This issue tracker has been migrated to GitHub ,
and is currently read-only.
For more information,
see the GitHub FAQs in the Python's Developer Guide.
Created on 2014年07月19日 18:30 by wayedt, last changed 2022年04月11日 14:58 by admin.
| Files | ||||
|---|---|---|---|---|
| File name | Uploaded | Description | Edit | |
| issue-22012.txt | ronaldoussoren, 2014年07月21日 08:09 | review | ||
| Messages (13) | |||
|---|---|---|---|
| msg223470 - (view) | Author: Tyler Wade (wayedt) | Date: 2014年07月19日 18:30 | |
On Mac OSX, struct.unpack incorrectly handles bools.
Python 3.4.1 (default, May 19 2014, 13:10:29)
[GCC 4.2.1 Compatible Apple LLVM 5.1 (clang-503.0.40)] on darwin
Type "help", "copyright", "credits" or "license" for more information.
>>> import struct
>>> struct.unpack('????', b'\x00\x01\x02\x03')
(False, True, False, True)
|
|||
| msg223472 - (view) | Author: Ned Deily (ned.deily) * (Python committer) | Date: 2014年07月19日 20:11 | |
Doing a quick look, the results vary. Using current python.org 2.7.8 and 3.4.1 installers, the results are correct. These interpreters are built with Apple gcc-4.2 (non-LLVM) from Xcode 3.2.6. Other 2.7 and 3.4.x builds I have available at the moment, including the Apple-supplied Python 2.7, were built with clang LLVM and they all give the incorrect result.

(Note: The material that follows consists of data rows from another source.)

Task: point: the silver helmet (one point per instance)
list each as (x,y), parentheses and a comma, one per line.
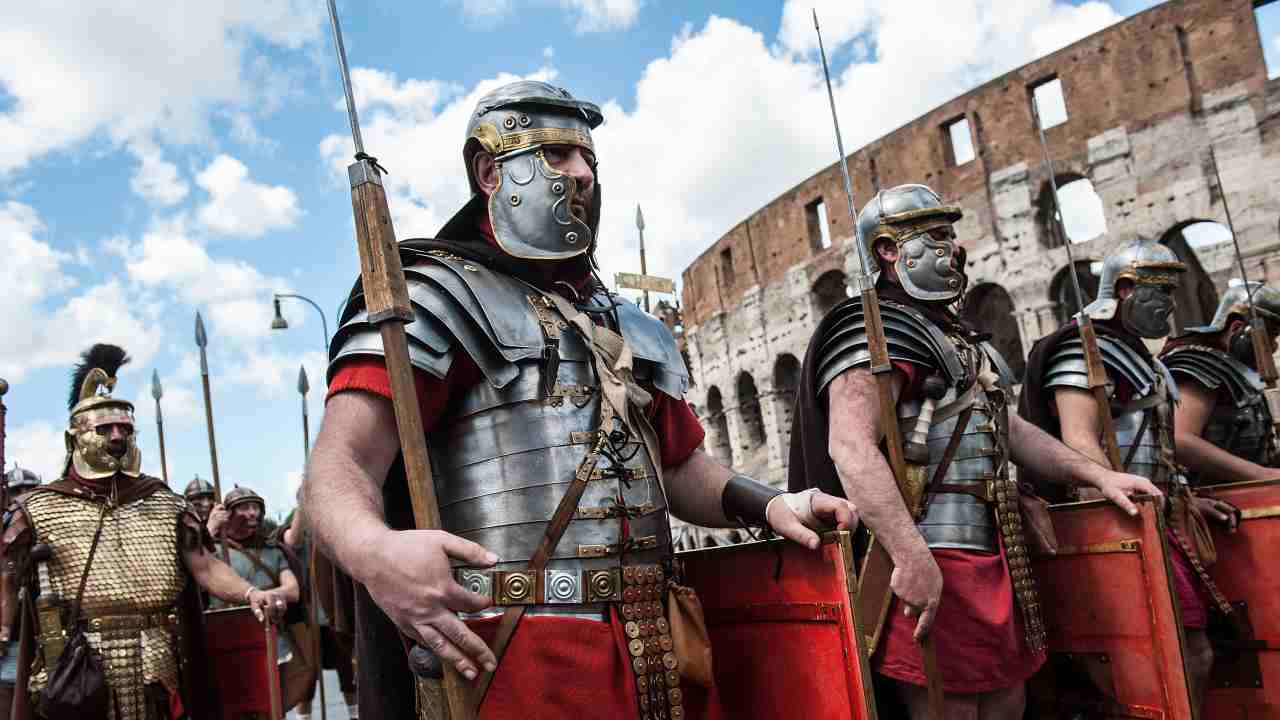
(21,479)
(1155,272)
(531,209)
(1235,302)
(908,215)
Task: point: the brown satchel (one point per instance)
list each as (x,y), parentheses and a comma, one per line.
(691,643)
(77,684)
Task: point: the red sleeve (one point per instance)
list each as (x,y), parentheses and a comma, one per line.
(679,431)
(369,374)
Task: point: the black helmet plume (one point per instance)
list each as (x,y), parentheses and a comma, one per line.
(109,358)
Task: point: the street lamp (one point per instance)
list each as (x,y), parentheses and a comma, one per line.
(279,323)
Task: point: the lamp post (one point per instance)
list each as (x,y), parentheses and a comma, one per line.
(279,323)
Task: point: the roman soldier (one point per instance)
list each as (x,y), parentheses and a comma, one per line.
(109,557)
(539,390)
(1224,431)
(960,569)
(1133,305)
(200,496)
(18,483)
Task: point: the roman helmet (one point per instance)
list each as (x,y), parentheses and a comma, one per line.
(197,487)
(91,408)
(1155,270)
(1235,305)
(242,495)
(910,215)
(530,210)
(21,479)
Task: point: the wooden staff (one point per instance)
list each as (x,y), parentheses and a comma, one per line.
(387,301)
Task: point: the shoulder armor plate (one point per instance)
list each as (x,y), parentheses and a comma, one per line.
(909,335)
(1215,369)
(653,343)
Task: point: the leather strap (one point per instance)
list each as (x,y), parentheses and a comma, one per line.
(88,563)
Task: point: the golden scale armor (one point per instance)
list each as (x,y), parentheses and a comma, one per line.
(132,591)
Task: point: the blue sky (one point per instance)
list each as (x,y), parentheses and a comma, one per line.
(169,156)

$ /usr/bin/python2.7 -c "import sys,struct;print(struct.unpack('????', b'\x00\x01\x02\x03'), sys.version)"
((False, True, False, True), '2.7.5 (default, Mar 9 2014, 22:15:05) \n[GCC 4.2.1 Compatible Apple LLVM 5.0 (clang-500.0.68)]')

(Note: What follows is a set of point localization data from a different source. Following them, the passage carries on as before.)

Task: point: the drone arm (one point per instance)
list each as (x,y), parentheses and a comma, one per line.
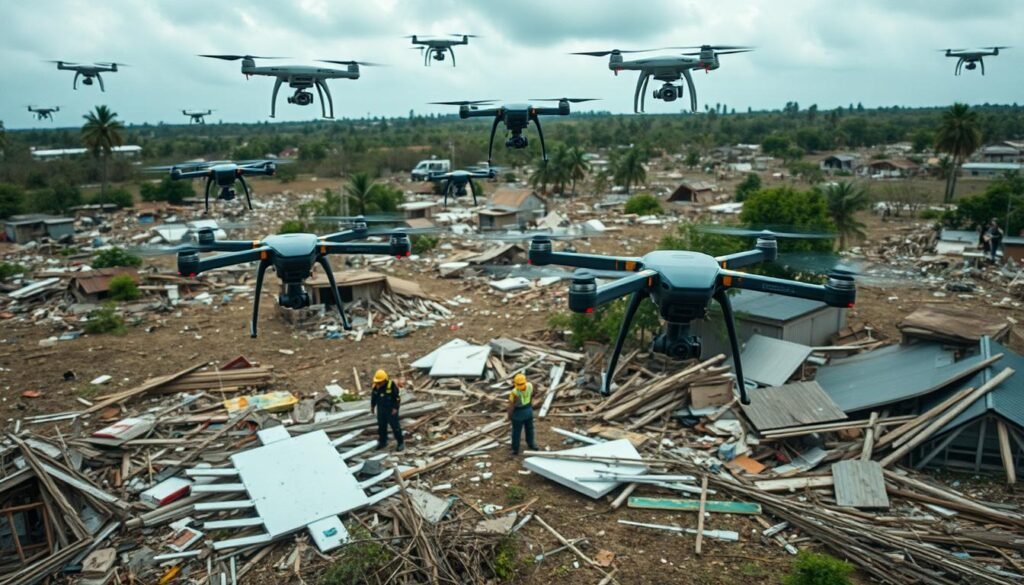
(730,325)
(334,290)
(259,290)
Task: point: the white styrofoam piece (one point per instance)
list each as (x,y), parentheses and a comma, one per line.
(427,361)
(567,471)
(297,482)
(467,361)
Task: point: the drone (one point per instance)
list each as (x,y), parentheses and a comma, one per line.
(516,118)
(972,58)
(87,72)
(223,174)
(681,284)
(460,183)
(292,256)
(197,116)
(667,70)
(299,78)
(437,48)
(44,113)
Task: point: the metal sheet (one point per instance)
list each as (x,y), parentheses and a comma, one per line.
(297,482)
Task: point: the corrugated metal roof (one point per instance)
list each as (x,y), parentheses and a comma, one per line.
(892,374)
(1007,400)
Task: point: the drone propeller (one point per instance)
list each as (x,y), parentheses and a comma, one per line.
(569,99)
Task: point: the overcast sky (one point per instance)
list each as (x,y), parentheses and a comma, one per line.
(879,52)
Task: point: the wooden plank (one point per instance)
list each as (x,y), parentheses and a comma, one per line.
(793,405)
(680,505)
(859,485)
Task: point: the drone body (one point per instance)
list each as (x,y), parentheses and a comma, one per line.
(516,118)
(44,113)
(88,72)
(435,49)
(197,116)
(292,255)
(971,59)
(681,284)
(668,70)
(299,78)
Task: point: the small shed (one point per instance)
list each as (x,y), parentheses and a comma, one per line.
(94,286)
(694,192)
(800,321)
(23,228)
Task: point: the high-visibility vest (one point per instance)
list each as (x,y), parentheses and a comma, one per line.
(524,397)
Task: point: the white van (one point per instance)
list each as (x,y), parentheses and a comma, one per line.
(426,169)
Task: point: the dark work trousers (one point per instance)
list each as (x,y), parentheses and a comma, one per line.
(522,418)
(385,419)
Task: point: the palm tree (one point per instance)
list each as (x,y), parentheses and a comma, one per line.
(577,165)
(100,133)
(629,169)
(844,201)
(960,136)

$ arch -i386 /usr/bin/python2.7 -c "import sys,struct;print(struct.unpack('????', b'\x00\x01\x02\x03'), sys.version)"
((False, True, False, True), '2.7.5 (default, Mar 9 2014, 22:15:05) \n[GCC 4.2.1 Compatible Apple LLVM 5.0 (clang-500.0.68)]')
$ /usr/local/bin/python2.7 -c "import sys,struct;print(struct.unpack('????', b'\x00\x01\x02\x03'), sys.version)"

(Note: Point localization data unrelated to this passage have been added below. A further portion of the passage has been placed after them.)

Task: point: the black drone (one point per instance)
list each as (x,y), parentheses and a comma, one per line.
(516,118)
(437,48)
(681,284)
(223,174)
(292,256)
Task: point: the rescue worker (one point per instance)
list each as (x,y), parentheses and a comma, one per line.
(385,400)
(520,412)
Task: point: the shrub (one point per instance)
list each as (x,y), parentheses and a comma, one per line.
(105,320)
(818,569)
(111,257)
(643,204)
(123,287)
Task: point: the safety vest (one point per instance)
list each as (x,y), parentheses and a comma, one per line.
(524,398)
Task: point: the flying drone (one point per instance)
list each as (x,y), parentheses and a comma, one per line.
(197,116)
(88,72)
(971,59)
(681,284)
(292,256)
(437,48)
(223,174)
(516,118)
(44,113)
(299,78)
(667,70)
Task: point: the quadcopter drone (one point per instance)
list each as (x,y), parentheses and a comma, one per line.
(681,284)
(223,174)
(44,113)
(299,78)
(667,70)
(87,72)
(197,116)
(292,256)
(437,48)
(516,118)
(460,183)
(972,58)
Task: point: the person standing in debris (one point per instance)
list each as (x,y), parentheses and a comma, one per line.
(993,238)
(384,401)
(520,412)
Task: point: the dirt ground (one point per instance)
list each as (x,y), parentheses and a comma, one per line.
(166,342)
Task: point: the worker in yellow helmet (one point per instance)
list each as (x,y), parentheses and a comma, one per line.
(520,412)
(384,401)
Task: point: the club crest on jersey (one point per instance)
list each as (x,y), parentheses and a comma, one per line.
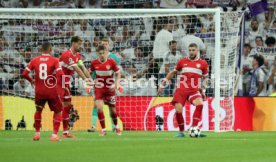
(107,67)
(198,65)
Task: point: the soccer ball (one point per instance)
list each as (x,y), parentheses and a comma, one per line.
(194,132)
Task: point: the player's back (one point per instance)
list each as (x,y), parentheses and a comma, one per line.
(67,60)
(104,71)
(45,67)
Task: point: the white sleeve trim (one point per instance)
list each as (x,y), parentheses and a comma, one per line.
(27,69)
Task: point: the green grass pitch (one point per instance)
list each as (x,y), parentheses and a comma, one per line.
(133,146)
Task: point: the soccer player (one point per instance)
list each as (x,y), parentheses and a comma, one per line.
(105,43)
(71,62)
(47,73)
(105,86)
(192,69)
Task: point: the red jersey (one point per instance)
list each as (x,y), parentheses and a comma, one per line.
(45,67)
(104,71)
(191,73)
(67,60)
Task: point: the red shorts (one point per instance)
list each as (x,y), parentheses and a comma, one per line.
(181,96)
(66,94)
(54,103)
(109,97)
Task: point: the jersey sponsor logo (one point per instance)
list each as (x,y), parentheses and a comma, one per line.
(198,65)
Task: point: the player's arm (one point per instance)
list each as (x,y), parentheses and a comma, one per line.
(79,71)
(165,81)
(26,71)
(260,87)
(83,68)
(204,86)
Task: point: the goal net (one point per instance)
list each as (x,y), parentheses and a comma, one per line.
(144,61)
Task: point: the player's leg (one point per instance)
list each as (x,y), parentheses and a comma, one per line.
(113,114)
(180,119)
(55,105)
(178,101)
(110,100)
(197,100)
(65,113)
(39,103)
(99,104)
(94,119)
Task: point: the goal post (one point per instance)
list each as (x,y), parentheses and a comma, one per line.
(223,39)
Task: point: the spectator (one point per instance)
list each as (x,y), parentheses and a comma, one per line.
(246,64)
(271,82)
(170,61)
(162,40)
(273,94)
(257,80)
(95,3)
(85,31)
(273,26)
(255,30)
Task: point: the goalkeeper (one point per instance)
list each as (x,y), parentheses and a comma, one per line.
(105,43)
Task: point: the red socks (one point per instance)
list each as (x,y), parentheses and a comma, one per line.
(101,119)
(37,118)
(180,121)
(56,122)
(197,115)
(65,118)
(114,118)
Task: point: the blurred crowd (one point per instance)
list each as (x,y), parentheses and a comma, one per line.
(147,47)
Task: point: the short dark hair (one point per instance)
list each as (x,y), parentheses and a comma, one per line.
(190,29)
(193,45)
(270,41)
(46,46)
(172,42)
(76,39)
(259,59)
(101,48)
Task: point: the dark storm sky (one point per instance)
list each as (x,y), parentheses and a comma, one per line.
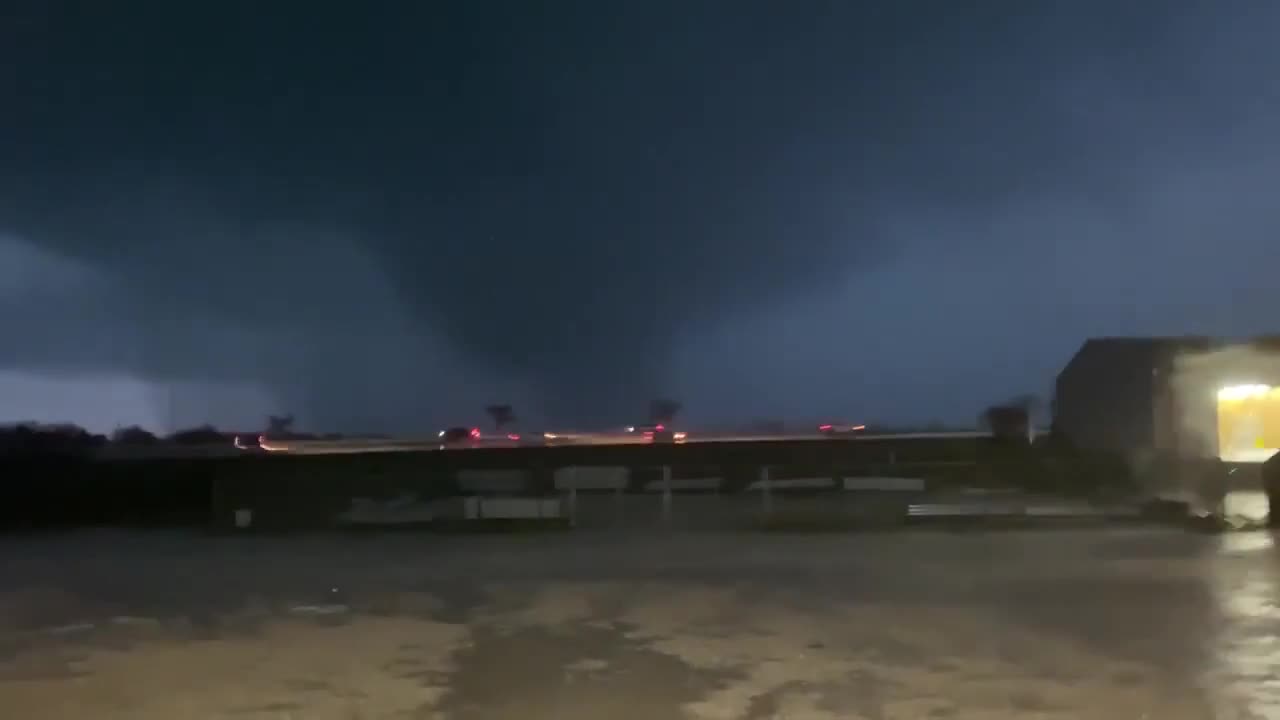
(383,217)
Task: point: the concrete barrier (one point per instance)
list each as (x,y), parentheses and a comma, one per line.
(686,484)
(883,484)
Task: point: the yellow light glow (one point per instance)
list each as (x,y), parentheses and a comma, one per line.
(1248,422)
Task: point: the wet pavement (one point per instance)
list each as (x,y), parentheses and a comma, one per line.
(1116,623)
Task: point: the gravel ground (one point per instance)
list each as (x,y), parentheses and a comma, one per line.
(1101,624)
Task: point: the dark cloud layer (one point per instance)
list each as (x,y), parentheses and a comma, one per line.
(356,206)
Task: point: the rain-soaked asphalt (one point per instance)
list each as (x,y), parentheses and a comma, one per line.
(1098,624)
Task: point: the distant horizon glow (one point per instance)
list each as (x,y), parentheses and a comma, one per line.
(101,404)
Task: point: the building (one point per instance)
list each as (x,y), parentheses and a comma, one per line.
(1191,396)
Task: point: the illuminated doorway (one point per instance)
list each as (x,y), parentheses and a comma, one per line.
(1248,423)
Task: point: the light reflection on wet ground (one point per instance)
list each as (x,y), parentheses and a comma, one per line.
(1125,624)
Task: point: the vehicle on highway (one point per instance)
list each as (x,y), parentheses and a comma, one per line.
(658,433)
(460,437)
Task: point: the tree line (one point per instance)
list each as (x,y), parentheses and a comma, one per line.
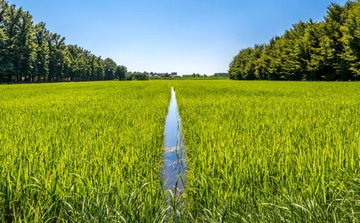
(328,50)
(31,53)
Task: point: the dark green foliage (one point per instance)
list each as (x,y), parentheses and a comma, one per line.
(30,53)
(328,50)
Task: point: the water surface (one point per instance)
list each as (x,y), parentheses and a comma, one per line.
(174,157)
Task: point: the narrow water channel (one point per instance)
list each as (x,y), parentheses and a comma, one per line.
(174,156)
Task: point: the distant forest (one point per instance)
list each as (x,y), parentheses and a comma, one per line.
(328,50)
(31,53)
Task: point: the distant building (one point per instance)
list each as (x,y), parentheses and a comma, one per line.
(221,74)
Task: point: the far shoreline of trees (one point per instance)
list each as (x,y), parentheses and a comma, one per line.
(30,53)
(315,51)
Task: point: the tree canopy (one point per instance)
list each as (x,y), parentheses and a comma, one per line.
(328,50)
(31,53)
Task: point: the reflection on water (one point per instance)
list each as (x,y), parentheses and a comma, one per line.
(174,157)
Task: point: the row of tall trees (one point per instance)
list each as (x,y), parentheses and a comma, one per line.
(327,50)
(31,53)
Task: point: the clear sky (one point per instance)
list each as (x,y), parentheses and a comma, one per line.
(183,36)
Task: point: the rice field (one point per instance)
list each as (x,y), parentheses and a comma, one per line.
(82,152)
(271,151)
(255,152)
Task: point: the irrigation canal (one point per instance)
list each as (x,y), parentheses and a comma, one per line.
(174,150)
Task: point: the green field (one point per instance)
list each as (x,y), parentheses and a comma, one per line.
(82,152)
(271,151)
(256,151)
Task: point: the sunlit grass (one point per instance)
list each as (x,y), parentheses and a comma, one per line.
(82,152)
(271,151)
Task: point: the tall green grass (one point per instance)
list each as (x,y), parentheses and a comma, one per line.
(82,152)
(271,151)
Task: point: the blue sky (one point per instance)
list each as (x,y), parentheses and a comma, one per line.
(183,36)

((False, True, True, True), '2.7.8 (v2.7.8:ee879c0ffa11, Jun 29 2014, 21:07:35) \n[GCC 4.2.1 (Apple Inc. build 5666) (dot 3)]')
$ /usr/local/bin/python2.7-32 -c "import sys,struct;print(struct.unpack('????', b'\x00\x01\x02\x03'), sys.version)"
((False, True, True, True), '2.7.8 (v2.7.8:ee879c0ffa11, Jun 29 2014, 21:07:35) \n[GCC 4.2.1 (Apple Inc. build 5666) (dot 3)]')
$ /usr/local/bin/python3.4 -c "import sys,struct;print(struct.unpack('????', b'\x00\x01\x02\x03'), sys.version)"
(False, True, True, True) 3.4.1 (v3.4.1:c0e311e010fc, May 18 2014, 00:54:21)
[GCC 4.2.1 (Apple Inc. build 5666) (dot 3)]
$ /usr/local/bin/python3.4-32 -c "import sys,struct;print(struct.unpack('????', b'\x00\x01\x02\x03'), sys.version)"
(False, True, True, True) 3.4.1 (v3.4.1:c0e311e010fc, May 18 2014, 00:54:21)
[GCC 4.2.1 (Apple Inc. build 5666) (dot 3)]
$ ./bin/python3.4 -c "import sys,struct;print(struct.unpack('????', b'\x00\x01\x02\x03'), sys.version)"
(False, True, False, True) 3.4.1+ (3.4:d6b71971b228, Jul 16 2014, 16:30:56)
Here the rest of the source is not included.